When God was Crucified (Colossians 2.9-15)

Introduction

Last time we dealt with Paul’s explicit warning to the Colossians and with his solution concerning how to effectively deal with the challenges they were facing. Paul warned against being captivated or taken captive by human traditions that are not according to Christ.

Christ—God in a Body!

If anyone might ask, “Paul, why are you placing so great an importance on Christ?” Paul is ready with the answer. He begins with a restatement of Col. 1.19. This time he says, “For in him the whole fullness of deity dwells bodily.” Two things to notice about this restatement: First, the tense is now present as opposed to past as in 1.19. This provides the basis for continuing to keep Jesus central.

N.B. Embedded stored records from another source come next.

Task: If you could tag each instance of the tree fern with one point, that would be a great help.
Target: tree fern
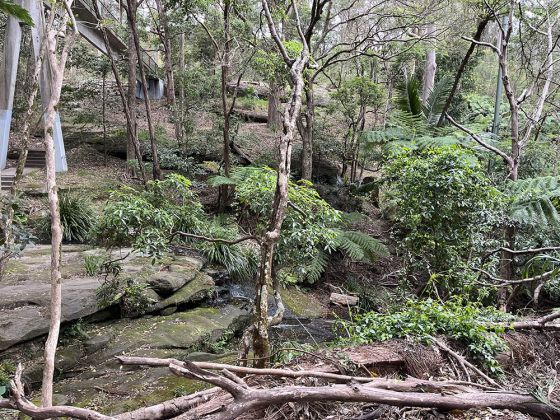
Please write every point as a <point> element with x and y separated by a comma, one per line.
<point>11,9</point>
<point>316,267</point>
<point>532,200</point>
<point>408,97</point>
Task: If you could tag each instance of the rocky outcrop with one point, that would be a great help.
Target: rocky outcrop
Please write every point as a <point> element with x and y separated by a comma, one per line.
<point>25,290</point>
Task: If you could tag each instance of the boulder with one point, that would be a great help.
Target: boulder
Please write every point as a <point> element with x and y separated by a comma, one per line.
<point>24,308</point>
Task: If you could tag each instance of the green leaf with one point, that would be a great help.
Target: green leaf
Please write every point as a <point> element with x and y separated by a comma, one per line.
<point>11,9</point>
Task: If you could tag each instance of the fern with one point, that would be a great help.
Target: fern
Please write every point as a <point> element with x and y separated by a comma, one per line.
<point>316,267</point>
<point>532,200</point>
<point>360,246</point>
<point>436,100</point>
<point>408,97</point>
<point>11,9</point>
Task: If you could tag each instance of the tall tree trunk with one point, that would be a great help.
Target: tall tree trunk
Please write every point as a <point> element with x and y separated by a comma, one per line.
<point>477,36</point>
<point>307,135</point>
<point>131,14</point>
<point>182,83</point>
<point>225,67</point>
<point>274,113</point>
<point>261,345</point>
<point>429,69</point>
<point>131,130</point>
<point>127,100</point>
<point>166,39</point>
<point>57,66</point>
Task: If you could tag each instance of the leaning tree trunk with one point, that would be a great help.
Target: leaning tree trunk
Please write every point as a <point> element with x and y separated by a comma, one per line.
<point>166,38</point>
<point>128,102</point>
<point>131,14</point>
<point>307,134</point>
<point>429,69</point>
<point>274,120</point>
<point>57,66</point>
<point>261,345</point>
<point>477,36</point>
<point>226,110</point>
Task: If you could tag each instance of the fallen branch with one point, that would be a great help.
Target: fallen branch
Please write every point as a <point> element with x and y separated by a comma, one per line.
<point>537,324</point>
<point>464,362</point>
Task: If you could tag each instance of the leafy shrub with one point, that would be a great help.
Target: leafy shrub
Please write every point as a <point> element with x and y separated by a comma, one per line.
<point>129,294</point>
<point>312,229</point>
<point>7,370</point>
<point>146,219</point>
<point>465,322</point>
<point>93,264</point>
<point>443,204</point>
<point>76,218</point>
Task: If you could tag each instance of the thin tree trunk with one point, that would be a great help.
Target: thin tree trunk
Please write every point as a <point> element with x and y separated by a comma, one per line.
<point>166,39</point>
<point>225,67</point>
<point>57,66</point>
<point>127,101</point>
<point>307,139</point>
<point>182,82</point>
<point>131,14</point>
<point>132,132</point>
<point>477,36</point>
<point>103,116</point>
<point>429,69</point>
<point>274,120</point>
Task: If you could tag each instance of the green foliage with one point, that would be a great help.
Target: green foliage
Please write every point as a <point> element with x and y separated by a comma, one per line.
<point>76,217</point>
<point>7,370</point>
<point>408,97</point>
<point>11,9</point>
<point>443,204</point>
<point>311,230</point>
<point>129,294</point>
<point>469,323</point>
<point>20,233</point>
<point>534,201</point>
<point>93,264</point>
<point>146,219</point>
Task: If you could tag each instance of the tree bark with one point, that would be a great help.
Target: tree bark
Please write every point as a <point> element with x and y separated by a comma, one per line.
<point>131,128</point>
<point>274,120</point>
<point>128,102</point>
<point>477,36</point>
<point>261,346</point>
<point>307,135</point>
<point>57,66</point>
<point>429,68</point>
<point>131,15</point>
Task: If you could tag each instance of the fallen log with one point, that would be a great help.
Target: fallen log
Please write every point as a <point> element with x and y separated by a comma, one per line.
<point>343,300</point>
<point>251,116</point>
<point>246,399</point>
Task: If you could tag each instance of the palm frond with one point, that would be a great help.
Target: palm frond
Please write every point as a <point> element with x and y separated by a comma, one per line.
<point>436,100</point>
<point>316,267</point>
<point>408,97</point>
<point>11,9</point>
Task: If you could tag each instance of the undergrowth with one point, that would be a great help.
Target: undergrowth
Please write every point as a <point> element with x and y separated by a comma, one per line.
<point>470,324</point>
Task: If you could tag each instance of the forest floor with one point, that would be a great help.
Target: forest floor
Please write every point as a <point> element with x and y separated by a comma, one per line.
<point>532,358</point>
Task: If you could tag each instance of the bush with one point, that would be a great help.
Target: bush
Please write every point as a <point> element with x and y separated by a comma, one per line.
<point>443,204</point>
<point>465,322</point>
<point>76,218</point>
<point>146,219</point>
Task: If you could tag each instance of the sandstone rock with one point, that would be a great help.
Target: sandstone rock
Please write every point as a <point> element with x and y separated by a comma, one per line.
<point>24,308</point>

Second, Paul adds the word “bodily.” This comes into play in the verses that follow where Paul emphasizes Jesus’ death.

Fullness in Christ

Not only does the fullness of deity dwell in Jesus. Also the church has come to fullness—or the church has been brought to completion—in him. But also, he is top dog, as it were—head of every ruler and authority. In other words, there is no authority that can undermine his goal of bringing the church to completion and perfection.

The Circumcision of Christ

How does Christ accomplish this? When we think of circumcision, what comes to mind? What is a circumcision not made with hands?
Now Paul’s use of the imagery of circumcision is telling. Circumcision is a thoroughly Jewish rite. Paul uses circumcision and uncircumcision in this passage. Now non-Jews would hardly use this terminology. After all, for non-Jews circumcision is religiously inconsequential. However, for Jews, circumcision is religiously vital. This indicates that the challenges that the Colossians were facing came from Jews or Jewish-Christians. We should keep this in mind as we proceed.
As Christians, when we hear the word “circumcision” we would immediately think of conversion or salvation. However, Paul uses a strange phrase “by stripping off the body of flesh in the circumcision of Christ.” The problem lies in the use of “body” and “flesh” together. With circumcision the man does not strip off his body, but only the foreskin, which could be characterized as flesh. With a circumcision made without hands the Christian could be said to strip off the old sinful nature—how the NIV translates this. However, we are not called to strip off our bodies!
What Paul is referring to here is not the conversion of the Christian but the death of Christ. It is the fleshly body of Christ, which Paul earlier said was the mode by which God dwells in Christ, that was stripped off. And Paul likens this to a circumcision. In circumcision the whole of a man is consecrated and made to participate in God’s covenants by stripping off a small bit of flesh. So also by the stripping off of Jesus on the cross, his entire spiritual body, that is the church, is consecrated and made to participate in God’s covenants.

Burial and Resurrection

Christians benefit from this circumcision of Christ by having faith in the power of God. But it is very specific. The power of God is here related to God’s raising Jesus from the dead. We believe that the same power of God by which he raised Jesus from the dead raises us to new life now. But only those who have died can be raised! Paul says that this death is actualized in the initiatory rite of baptism.
There is a tension in this metaphor. On the one hand, if we insist on voluntary baptism, that is baptism of a believer, then we are faced with the fact that people do not attend their burial voluntarily. On the other hand, if we argue for involuntary baptism, that is infant baptism, from the point that burials are involuntary, we are faced with the fact that the subsequent raising from the dead is accomplished only through faith. The crucial point for Paul is that God has made us alive with Jesus and that he simultaneously forgives us our trespasses.

The Record of Infringements

Now v. 14 often interpreted to mean that Christians are not required to obey the Old Testament law. However, this is not in Paul’s mind here. What he is saying is that our trespasses were infringements of God’s law. According to Jewish thought, each such infringement was written down in a book that was similar to but strikingly different from the Book of Life. So each of us had a record of our infringements. And it is this that Christ has erased or set aside by nailing it to the cross. That is, in the death of Jesus, the records that sounded our death knells died! In other words, the stripping off of Jesus—what Paul calls the circumcision of Christ—caused the record to be stripped off or dissociated from us, thereby resulting in our forgiveness.
Moreover, the death of Jesus is not to be seen as a defeat. Rather, it is the greatest victory of all in which Jesus triumphed over all rulers and authorities. And in his crucifixion Jesus leads these defeated powers in a humiliating victory procession.